Opal by Living Gems resident with war memorabilia
Opal by Living Gems

Betty remembers it all

Opal by Living Gems resident with war memorabilia

Opal by Living Gems centenarian and one of the original founding members of the Logan Village RSL, Lily Elizabeth May Milne-Ward, has seen more than most of us can imagine. Betty, as she likes to be called, is as sharp as a tack and remembers every detail of her time as an aircraft woman in the Royal Australian Airforce during World War Two.

“I joined the RAAF on my 18th birthday with other young women who wanted to be trained up to help,” said Betty. “We were rookies back then, but we were well and truly trained to march, I can tell you, and a few weeks later, the Americans arrived in Bankstown, so we were moved to Melbourne.”

Betty worked as a nurse in her first year in service, in No. 2 RAAF Hospital in Ascot Vale, Melbourne.

Between 1942 and 1943, Australia came under Japanese air raid attack. The injured were brought back to Melbourne for the nurses to mend.

It wasn’t long before the RAAF saw a better way to use Betty’s quick learning skills.

“There weren’t enough men when they opened the technical mustering positions, so after I served 12 months in the hospital, they sent me to my new post for training at the South Australian School of Mines and Industries, where I worked with basic metals and was given three months of electrical training,” says Betty.

“After that, they decided to post me to the electrical side and I was sent to Adelmo Technology in NSW where other female electricians and I continued our regional training for another six months, then one more month of actual aircraft training.”

Betty recalls there were 23 girls in the electrical training team, but they peeled off some of the operational training unit to work radio and other instrument maintenance, while the rest of them learned circuitry and aircraft maintenance.

“I worked on the bombers. It was a very busy time because not only did we work seven days a week, but we also worked three nights a week on top of that,” she said. “But it had to be done – we had to look after the bombers for our pilots.”

After some of the men started returning from Africa, a lot of different fighter planes came over too, so the women had to train the pilots on how to do their own repairs in the field.

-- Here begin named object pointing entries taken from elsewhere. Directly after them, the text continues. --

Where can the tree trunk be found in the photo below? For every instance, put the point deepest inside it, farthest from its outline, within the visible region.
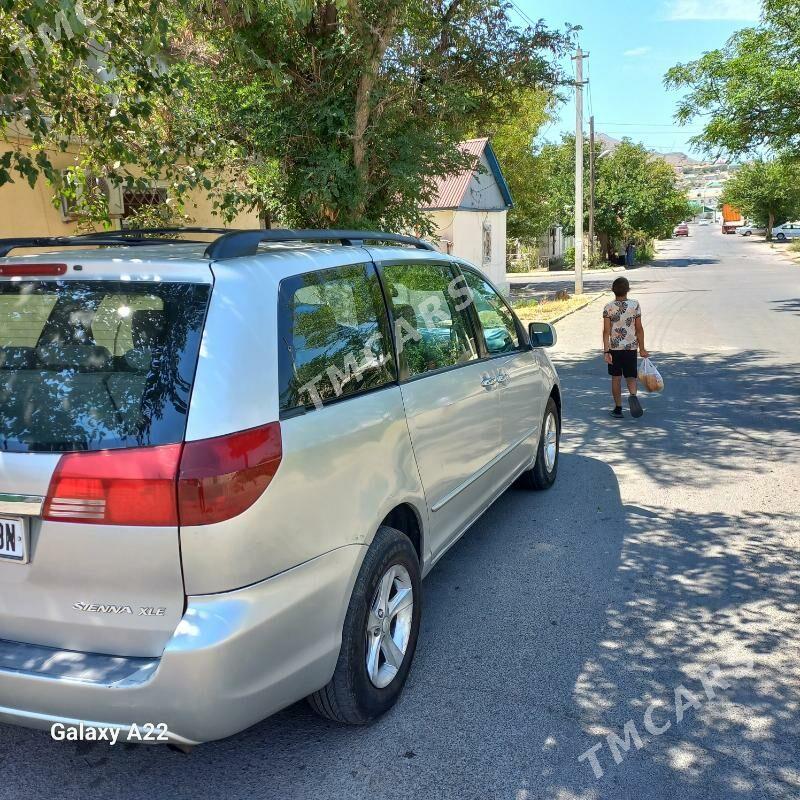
(363, 107)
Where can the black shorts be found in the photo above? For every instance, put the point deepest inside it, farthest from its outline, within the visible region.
(624, 362)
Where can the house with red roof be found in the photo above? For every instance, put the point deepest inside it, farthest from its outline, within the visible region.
(470, 210)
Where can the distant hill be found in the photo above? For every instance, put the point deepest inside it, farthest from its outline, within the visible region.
(673, 159)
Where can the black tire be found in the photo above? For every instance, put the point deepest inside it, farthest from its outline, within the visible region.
(539, 477)
(350, 696)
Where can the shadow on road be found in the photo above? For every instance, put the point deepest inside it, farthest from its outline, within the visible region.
(718, 412)
(559, 617)
(690, 261)
(790, 306)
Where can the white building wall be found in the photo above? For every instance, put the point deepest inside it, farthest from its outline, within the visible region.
(465, 230)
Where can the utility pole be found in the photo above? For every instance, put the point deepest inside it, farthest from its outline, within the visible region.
(578, 58)
(591, 190)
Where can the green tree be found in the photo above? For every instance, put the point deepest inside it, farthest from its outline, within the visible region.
(513, 138)
(748, 90)
(320, 112)
(92, 72)
(766, 191)
(637, 197)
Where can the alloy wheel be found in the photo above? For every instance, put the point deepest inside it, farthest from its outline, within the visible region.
(389, 625)
(550, 446)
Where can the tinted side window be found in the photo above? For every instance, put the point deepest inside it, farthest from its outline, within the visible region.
(334, 336)
(497, 321)
(93, 365)
(430, 329)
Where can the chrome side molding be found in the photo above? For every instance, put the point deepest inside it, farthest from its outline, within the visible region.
(24, 504)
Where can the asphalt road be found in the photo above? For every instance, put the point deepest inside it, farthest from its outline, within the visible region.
(668, 544)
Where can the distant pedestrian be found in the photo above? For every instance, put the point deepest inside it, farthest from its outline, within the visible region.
(623, 335)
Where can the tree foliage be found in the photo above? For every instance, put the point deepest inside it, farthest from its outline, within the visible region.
(748, 90)
(318, 112)
(637, 197)
(90, 75)
(768, 192)
(513, 137)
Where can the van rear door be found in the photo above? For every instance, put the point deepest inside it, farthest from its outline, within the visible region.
(95, 382)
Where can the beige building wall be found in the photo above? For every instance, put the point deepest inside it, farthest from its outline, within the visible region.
(465, 230)
(26, 211)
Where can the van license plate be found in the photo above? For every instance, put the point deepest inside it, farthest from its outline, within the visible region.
(14, 539)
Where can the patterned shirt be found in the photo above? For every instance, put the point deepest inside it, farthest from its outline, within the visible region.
(623, 315)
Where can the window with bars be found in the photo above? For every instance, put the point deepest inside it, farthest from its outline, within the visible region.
(137, 202)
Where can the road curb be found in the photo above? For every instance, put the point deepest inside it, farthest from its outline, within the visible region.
(566, 272)
(579, 308)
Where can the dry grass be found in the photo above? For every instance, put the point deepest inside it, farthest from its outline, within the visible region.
(548, 310)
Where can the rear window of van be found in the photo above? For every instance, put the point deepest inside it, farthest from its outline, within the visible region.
(92, 365)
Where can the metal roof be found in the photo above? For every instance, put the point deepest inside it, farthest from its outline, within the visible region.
(450, 190)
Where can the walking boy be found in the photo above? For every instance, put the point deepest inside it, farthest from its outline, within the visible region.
(623, 335)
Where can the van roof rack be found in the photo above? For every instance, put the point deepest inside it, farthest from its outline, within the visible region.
(230, 243)
(124, 237)
(235, 244)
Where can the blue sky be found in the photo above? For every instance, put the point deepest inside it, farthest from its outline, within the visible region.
(631, 44)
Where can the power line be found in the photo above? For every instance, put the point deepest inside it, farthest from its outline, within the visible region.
(643, 125)
(522, 13)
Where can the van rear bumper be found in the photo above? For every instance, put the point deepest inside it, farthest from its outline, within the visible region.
(234, 659)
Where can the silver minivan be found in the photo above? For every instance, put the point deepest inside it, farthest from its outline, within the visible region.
(226, 465)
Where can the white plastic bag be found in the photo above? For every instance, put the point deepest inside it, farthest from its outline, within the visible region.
(650, 377)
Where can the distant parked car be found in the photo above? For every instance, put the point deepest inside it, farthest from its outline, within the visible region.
(748, 230)
(789, 230)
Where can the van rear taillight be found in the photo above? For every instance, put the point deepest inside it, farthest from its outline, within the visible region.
(222, 477)
(116, 487)
(196, 483)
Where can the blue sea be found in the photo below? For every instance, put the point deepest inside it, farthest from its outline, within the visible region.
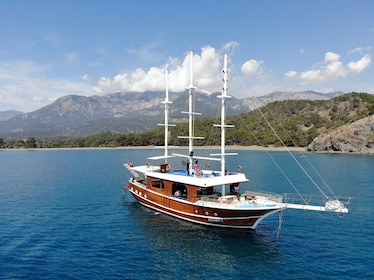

“They had to fly by the seat of their pants, so being an electrician came in very handy and I trained many of them up,” she says.

Yet, with all her professionalism, she didn’t forget how to have fun, and even used her skills for some sneaky manoeuvring.

“I was a bit naughty sometimes too,” she tells us. “Once I bought a radio from one of the soldiers at camp, but we didn’t have any electricity to run it, so I cut into the light circuit and ‘stole’ the electricity from the light so we could jive.”

“I spent four years in the RAAF as an electrician. My service number was 90723, and I remember everything – especially how much hard work it was, but we had fun too.”

Betty also recalls the American bands that were popular then.

“We made sure to keep the spirit alive with dancing,” she says. “I especially remember the row of gunnies at one end of the room, while our group of girls was at the other end, and the song When the Saints Go Marching In was playing while we all just stared at each other with pink cheeks.”

“Gosh we were all so young back then.”